In offering his condolences and support to Belgium in the wake of the devastating terrorist attacks in Brussels, Prime Minister Malcolm Turnbull has assured Australians that we’re in a much stronger position than our European friends.
Let’s take a closer look at the Prime Minister’s comments this morning on Channel Seven’s Sunrise.
‘It’s a dangerous world. We can’t guarantee there will not be a terrorist incident in Australia. That’s why the threat level is set at “probable”.’
That’s pragmatic and realistic: it reflects the sensible tone used by Prime Minister Turnbull in the wake of November’s Paris attacks.
Unfortunately terror threat levels never resonate as strongly as after an attack. Turnbull’s taken the opportunity to remind Australians of the threat at home and, with Brussels as a backdrop, to understand the nature of Australia’s current terrorism threat.
‘It’s a sad state of affairs in Europe. They have allowed their security measures to slip and this is a lesson to all of us, to absolutely keep your guard up at all times.’
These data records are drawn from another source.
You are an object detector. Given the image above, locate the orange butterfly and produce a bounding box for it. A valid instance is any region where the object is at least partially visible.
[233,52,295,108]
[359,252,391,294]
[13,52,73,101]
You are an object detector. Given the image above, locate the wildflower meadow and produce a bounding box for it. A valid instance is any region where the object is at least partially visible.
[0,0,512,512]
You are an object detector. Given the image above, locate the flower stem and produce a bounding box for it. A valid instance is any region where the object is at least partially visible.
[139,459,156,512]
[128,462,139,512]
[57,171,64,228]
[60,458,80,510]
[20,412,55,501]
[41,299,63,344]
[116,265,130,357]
Europe does indeed face a plethora of challenges from extremism and terror. Part of the problem is that as a geographic and economic grouping of sovereign nations, there’s no single approach to security.
Other substantial issues include those countries losing control over entire locales of disenfranchised communities; the infamous ‘no go’ areas for police in Paris and Brussels’ Molenbeek, and the demands of human rights and security in dealing with millions of refugees from conflict in the Middle East.
At the tactical level, an airport and a train station were easily entered with explosives. Protecting soft targets like transport hubs is a difficult job that opens up discussion on the practical problem of security solutions. In Brussels, there’s already questions about whether the security perimeter should’ve been pushed back from the terminal check-in areas where the explosions occurred.
But these weren’t the terrorists’ target—mass casualties were. Security perimeters may be moved further out, at the cost of both finance and commuter comfort. But the dilemma remains of concentrated groups of people presenting elsewhere as a potential target.
Belgian authorities scored a major investigative coup in capturing Paris attacker Salah Abdeslam last week, who reported that more attacks were being planned. It now appears the technical elements of those attacks were mature enough to happen only days after his arrest. The Brussels attack wasn’t just retaliation for Abdeslam’s arrest; it’s the fulfillment of the goal of what appears to be a widespread terrorist network in Belgium.
‘We have a lot to learn from incidents like this. I have asked the Coordinator of Counter Terrorism Greg Moriarty to again convene the heads of the relevant agencies to ensure we focus on what’s happened in Belgium and learn from it.’
Brussels is on the other side of the world to us, but the threat of terror is global and Australia has been named a target. Australia has ranked an equal third with the UK as a target of Islamic State plots in 2014. The Prime Minister is right to immediately focus national security agencies on the matter to understand what happened in Brussels and what lessons we can take from it.
‘Having said that, we are in a much stronger position from a security point of view than Brussels, than the Europeans are. The reality is, of course, that we have the benefits of geography. We have much stronger control over our borders, as Australians are very aware.’
Turnbull has usefully linked the Brussels attacks to explaining how our border controls—which have recently been subject to criticism—are an important part of our security.
There’s no doubt geography has its benefits, but the threat remains. More than 100 Australian ‘would-be’ foreign fighters have had their passports cancelled and remain here; while around 40 are overseas and have a right of return.
Some will turn away from violent extremism, but others may respond to the calls from Islamic State and other groups to undertake attacks at home.
We’ve seen this with the murder of Curtis Cheng’s on the streets of Parramatta and Numan Haider’s attack in Endeavour Hills. The ANZAC Day plot and five others like it were disrupted last year. These are six Brussels-type events that didn’t happen.
Australia’s Muslim communities are a big part of what keeps our society safe from terrorism. These communities have worked closely with our security and police agencies as part of Australia’s counterterrorism efforts by helping to build cohesion within communities. By comparison, reports from Belgium indicate a wide network of terrorist supporters in the European country, where in some cases, whole communities are radicalised. To date, Australia has experienced more individual and small group problems with radicalisation.
But a warning: like Australia, Belgium has a high per capita number of foreign fighters. As the Counter-Terrorism Coordinator and relevant agencies sit down to contemplate the relevance of Brussels for Australia, there’s a few things they might consider.
Belgian authorities are currently overwhelmed: they’ve got too many suspects and leads, as well attacks to investigate post facto.
Australia’s counterterrorism agencies aren’t in that space now. But what if we were? The Abdeslam case indicates some problems in intelligence sharing arrangements between European countries.
That poses several questions for Australia: how good are our intelligence sharing arrangements between agencies and across jurisdictions, including New Zealand who’s a member of the Counter-Terrorism Committee? How can we rely upon intelligence sharing with European partners? And what else might need to be done, especially with Brussels emboldening wannabes in the global jihadi cause? After the tragedy in Belgium, those are some of the key questions Australia will need to look at closely.